Cette ouverture a fait la fierté des gens de Stockholm – à raison. Cette attitude ne relève pas de la naïveté, au contraire, elle s’insère dans une vision du monde extrêmement pragmatique. L’objectif des terroristes est la polarisation maximale, de fracturer les sociétés et contraindre les personnes à choisir leur camp dans une guerre qui ne laisse aucun autre espace que la guerre elle-même. Les terroristes veulent éliminer tout ce qui ne fait pas partie de ce tableau.

C’est alors, tout juste après l’attentat, que ce pragmatisme se manifeste : la volonté d’aider tel un défi et une fondamentale ouverture vis-à-vis de l’autre, de l’étranger. C’est un acte de résistance.

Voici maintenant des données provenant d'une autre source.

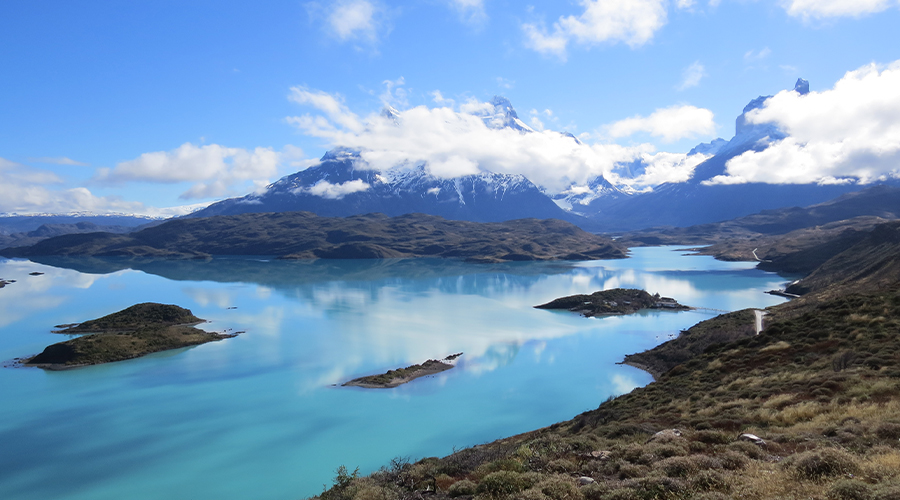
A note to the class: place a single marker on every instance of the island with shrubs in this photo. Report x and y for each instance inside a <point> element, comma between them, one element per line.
<point>133,332</point>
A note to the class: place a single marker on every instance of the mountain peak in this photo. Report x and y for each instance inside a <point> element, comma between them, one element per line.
<point>503,116</point>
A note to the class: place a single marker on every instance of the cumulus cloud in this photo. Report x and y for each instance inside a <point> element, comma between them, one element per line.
<point>59,160</point>
<point>633,22</point>
<point>669,124</point>
<point>331,191</point>
<point>851,131</point>
<point>362,22</point>
<point>692,75</point>
<point>470,12</point>
<point>453,141</point>
<point>27,190</point>
<point>836,8</point>
<point>215,170</point>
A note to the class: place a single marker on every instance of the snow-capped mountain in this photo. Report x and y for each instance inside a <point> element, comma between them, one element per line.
<point>577,198</point>
<point>341,185</point>
<point>502,115</point>
<point>693,202</point>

Il faudrait toutefois être naïf pour croire qu’un acte de violence d’une horreur telle que celui du 7 avril ne laisse pas de trace sur la politique et la société. Les populistes de tout bord savent comment exploiter les images de terreur et de peur.

Enfin”, a tweeté Alexandra Brunell, la secrétaire de Jimmie Åkesson, après l’attentat de Drottninggatan, en 2010. Åkesson est le chef du parti des Démocrates de Suède (Extrême droite), qui a 49 sièges au Parlement suédois et qui “pèse” 14 % des voix. Un attentat suicide dans les rues de Stockholm était perçu avant tout par Brunell comme une opportunité politique. Ce tweet était sans doute une honte, mais ceux qui vont vouloir capitaliser sur cet attentat seront sans doute nombreux.

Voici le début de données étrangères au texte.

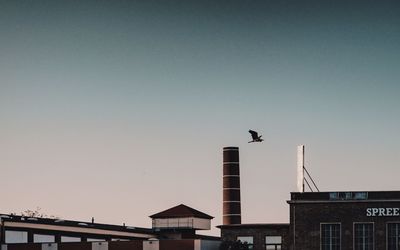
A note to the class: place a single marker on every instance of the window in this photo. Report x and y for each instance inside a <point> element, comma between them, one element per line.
<point>273,242</point>
<point>363,236</point>
<point>246,240</point>
<point>393,235</point>
<point>16,237</point>
<point>43,238</point>
<point>330,236</point>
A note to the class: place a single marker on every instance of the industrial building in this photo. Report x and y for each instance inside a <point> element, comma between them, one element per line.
<point>353,220</point>
<point>174,228</point>
<point>360,220</point>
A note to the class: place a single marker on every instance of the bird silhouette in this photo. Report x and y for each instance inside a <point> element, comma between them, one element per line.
<point>255,136</point>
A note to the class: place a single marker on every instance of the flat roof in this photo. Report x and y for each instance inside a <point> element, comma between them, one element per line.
<point>256,225</point>
<point>71,223</point>
<point>341,196</point>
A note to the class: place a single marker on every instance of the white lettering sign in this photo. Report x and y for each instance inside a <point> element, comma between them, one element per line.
<point>388,211</point>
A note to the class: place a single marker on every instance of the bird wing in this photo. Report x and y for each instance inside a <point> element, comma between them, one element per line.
<point>254,134</point>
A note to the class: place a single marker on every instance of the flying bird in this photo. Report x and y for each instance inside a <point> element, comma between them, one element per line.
<point>255,137</point>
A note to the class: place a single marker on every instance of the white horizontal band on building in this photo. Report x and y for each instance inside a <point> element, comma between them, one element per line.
<point>76,229</point>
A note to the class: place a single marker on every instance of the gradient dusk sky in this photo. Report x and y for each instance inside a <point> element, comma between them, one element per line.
<point>120,109</point>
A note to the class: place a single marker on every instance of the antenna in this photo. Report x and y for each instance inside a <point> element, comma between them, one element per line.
<point>301,170</point>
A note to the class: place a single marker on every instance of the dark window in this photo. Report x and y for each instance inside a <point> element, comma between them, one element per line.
<point>330,236</point>
<point>364,236</point>
<point>273,242</point>
<point>393,234</point>
<point>248,240</point>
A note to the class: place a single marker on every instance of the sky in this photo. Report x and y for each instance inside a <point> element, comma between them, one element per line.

Jusqu’à présent, la plupart des dirigeants politiques ont évité de tirer des conclusions politiques hâtives de l’attentat. Combien de temps cela peut-il durer ? Tout comme l’auteur de l’attentat de Berlin, Anis Amri – un Tunisien qui avait demandé l’asile en Allemagne – le suspect dans ce dernier attentat, l’Ouzbek Rakhmat Akilov, était sous le coup d’une procédure d’expulsion. Il avait demandé un permis de séjour le 10 novembre 2014. Sa demande avait été rejetée le 15 juin 2016 et depuis il avait fait perdre ses traces. Le débat sur l’inefficacité de la mise en œuvre des ordonnances d’expulsion vient tout juste de commencer.

Les prochaines législatives sont prévues pour cet automne, mais déjà aujourd’hui, les Démocrates de Suède exercent une influence considérable sur la politique suédoise – tout comme les partis semblables dans d’autres pays – car les autres partis tendent à adopter en partie leur agenda, dans l’espoir de récupérer quelques-uns des électeurs perdus. Il n’y a pas si longtemps, la Suède avait reçu – et de loin – plus de réfugiés que tous les autres pays de l’Union européenne. Aujourd’hui, la Suède a une des lois sur l’immigration et le droit d’asile les plus restrictives – et elles ont été introduites par le gouvernement actuel de coalition entre les Sociaux-démocrates et les Verts.

L’attentat de Drottninggatan à Stockholm va-t-il changer la Suède ? Oui, probablement. Mais pas autant que certains veulent le croire. Car le changement auquel ils songent a déjà commencé.

L’image de la Suède va-t-elle changer ? Peut-être. Il serait grand temps.